Hoping for Windfall Earnings

You may be tempted to wait for a miraculous windfall of money to help you get your retirement plan on track, but this is a risky approach. Even if you do come into extra cash at some point, don’t use it for retirement purposes without consulting a professional financial advisor. The odds of you seeing it again are slim and you may end up with a large tax bill or other financial obligations down the line.

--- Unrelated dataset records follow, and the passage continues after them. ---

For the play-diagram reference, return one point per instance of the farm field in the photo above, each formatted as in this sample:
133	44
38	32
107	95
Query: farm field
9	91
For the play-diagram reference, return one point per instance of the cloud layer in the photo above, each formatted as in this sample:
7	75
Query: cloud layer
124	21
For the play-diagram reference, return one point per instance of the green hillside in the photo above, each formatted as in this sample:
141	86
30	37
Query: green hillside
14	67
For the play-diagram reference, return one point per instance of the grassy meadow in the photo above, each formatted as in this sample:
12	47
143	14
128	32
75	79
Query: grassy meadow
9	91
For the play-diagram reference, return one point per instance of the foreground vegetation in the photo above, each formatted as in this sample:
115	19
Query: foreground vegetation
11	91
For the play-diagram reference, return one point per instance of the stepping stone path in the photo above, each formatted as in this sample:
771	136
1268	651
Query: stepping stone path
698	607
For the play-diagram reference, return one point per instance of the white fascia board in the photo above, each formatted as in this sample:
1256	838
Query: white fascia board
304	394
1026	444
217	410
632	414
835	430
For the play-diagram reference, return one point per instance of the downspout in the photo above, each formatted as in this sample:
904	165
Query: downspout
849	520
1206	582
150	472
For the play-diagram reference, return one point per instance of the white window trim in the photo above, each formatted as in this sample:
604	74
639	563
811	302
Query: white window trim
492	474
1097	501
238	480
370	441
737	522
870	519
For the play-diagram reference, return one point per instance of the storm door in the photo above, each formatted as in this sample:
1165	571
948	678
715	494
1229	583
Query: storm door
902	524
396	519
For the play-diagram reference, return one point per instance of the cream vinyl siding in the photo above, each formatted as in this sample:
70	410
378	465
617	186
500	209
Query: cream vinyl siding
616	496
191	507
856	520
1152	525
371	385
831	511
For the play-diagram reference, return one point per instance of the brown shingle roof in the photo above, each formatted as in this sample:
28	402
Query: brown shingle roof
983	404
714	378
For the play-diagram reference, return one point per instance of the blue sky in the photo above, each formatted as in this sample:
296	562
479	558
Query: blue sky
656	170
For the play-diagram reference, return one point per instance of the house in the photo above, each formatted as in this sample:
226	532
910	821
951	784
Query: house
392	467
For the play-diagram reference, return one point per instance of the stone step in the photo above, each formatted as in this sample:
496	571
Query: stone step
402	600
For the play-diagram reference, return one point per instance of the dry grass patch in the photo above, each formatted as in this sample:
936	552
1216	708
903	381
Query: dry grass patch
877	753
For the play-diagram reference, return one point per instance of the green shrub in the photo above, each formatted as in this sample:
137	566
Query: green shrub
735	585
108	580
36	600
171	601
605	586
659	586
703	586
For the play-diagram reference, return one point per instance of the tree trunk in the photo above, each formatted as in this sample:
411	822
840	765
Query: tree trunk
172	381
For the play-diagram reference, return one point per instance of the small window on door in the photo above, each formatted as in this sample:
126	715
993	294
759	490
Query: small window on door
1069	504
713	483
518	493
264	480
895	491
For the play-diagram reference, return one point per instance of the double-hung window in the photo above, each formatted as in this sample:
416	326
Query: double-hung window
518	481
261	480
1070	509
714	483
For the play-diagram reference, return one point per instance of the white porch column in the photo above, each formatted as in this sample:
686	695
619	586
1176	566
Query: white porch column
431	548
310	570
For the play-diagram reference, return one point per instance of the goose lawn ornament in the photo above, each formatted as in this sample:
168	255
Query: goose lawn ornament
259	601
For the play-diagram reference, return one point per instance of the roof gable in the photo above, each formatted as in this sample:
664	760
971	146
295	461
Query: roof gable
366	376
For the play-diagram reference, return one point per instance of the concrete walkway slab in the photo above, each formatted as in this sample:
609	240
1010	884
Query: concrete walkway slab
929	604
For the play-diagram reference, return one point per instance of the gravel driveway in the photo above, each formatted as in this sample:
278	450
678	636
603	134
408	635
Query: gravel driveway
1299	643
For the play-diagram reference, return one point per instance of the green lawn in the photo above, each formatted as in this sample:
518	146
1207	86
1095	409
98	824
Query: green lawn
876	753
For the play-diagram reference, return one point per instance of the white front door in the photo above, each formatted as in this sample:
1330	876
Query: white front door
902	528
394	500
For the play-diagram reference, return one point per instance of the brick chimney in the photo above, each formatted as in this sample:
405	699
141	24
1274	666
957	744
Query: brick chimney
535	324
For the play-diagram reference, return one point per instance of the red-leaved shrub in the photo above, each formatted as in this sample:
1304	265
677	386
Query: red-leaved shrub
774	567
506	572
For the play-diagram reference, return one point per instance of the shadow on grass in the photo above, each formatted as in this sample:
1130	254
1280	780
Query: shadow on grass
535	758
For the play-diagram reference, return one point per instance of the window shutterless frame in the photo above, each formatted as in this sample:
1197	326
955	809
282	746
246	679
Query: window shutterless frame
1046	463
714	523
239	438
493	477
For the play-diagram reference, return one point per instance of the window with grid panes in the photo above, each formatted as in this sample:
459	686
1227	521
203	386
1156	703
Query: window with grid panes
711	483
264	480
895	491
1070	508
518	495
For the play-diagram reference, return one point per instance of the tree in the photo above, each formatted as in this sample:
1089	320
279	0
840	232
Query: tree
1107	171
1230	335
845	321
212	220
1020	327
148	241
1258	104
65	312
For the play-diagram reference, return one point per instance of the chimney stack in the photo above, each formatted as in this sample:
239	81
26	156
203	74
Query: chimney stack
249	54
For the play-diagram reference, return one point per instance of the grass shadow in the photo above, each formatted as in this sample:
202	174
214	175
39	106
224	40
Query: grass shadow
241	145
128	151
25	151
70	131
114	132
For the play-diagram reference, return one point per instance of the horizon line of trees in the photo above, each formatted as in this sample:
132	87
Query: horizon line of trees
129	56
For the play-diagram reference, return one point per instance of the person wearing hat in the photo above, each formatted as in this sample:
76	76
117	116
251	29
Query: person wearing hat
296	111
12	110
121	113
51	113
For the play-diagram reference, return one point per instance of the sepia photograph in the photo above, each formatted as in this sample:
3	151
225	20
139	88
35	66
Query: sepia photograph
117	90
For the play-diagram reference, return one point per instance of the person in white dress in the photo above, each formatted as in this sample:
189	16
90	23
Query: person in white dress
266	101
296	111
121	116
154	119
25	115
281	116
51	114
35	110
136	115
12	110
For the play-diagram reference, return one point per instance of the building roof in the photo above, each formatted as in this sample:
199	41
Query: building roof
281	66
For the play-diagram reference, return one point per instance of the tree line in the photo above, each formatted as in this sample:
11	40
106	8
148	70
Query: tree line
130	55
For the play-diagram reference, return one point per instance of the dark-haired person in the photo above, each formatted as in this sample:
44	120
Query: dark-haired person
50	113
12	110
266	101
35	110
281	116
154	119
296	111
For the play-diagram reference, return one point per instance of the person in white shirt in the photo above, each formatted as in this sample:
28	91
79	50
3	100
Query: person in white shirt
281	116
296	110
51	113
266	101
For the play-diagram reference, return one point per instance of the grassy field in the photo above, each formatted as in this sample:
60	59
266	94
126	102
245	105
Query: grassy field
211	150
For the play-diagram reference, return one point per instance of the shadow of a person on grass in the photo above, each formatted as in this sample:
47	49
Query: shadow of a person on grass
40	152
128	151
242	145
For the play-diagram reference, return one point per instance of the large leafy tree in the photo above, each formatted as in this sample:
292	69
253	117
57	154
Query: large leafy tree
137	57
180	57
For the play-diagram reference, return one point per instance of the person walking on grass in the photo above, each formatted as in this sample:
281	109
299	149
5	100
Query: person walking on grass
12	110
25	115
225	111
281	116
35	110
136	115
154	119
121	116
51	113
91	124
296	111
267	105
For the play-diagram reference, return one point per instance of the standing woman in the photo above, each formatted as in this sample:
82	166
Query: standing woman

Ignoring Required Minimum Distributions

Required Minimum Distributions, or RMDs, is a set of rules set forth by the Internal Revenue Service that necessitate required withdrawals from certain retirement accounts after age 70 ½. Failing to adhere to these regulations can result in serious penalties, so it is important to understand what they entail and plan accordingly.

Risking Too Much in a Single Investment

Diversification is key to any sound investment strategy. Taking a risky approach and putting too much of your retirement savings into one source can be a dangerous gamble if something goes wrong. Rely on the guidance of a financial professional who can guide you towards investments with lower risk and higher potential rewards.

Putting Investing Ahead of Other Financial Priorities

Investing can offer a great opportunity for building long-term wealth, but it shouldn’t be the only financial priority you have in retirement. A balanced financial plan will include saving for other expenses such as a home, travel, or major purchases. A financial advisor can help you identify these priorities and plan appropriately.

Not Having an Exit Strategy

Retirement planning should include not only how to get there, but also an understanding of how to manage the funds once you arrive. This includes an exit strategy, or a plan to sustain your retirement savings funds once you reach a certain age. This strategy should include ways to safeguard your funds and plan for inflation, as well as continued investment and growth opportunities to ensure the funds outlast your lifespan.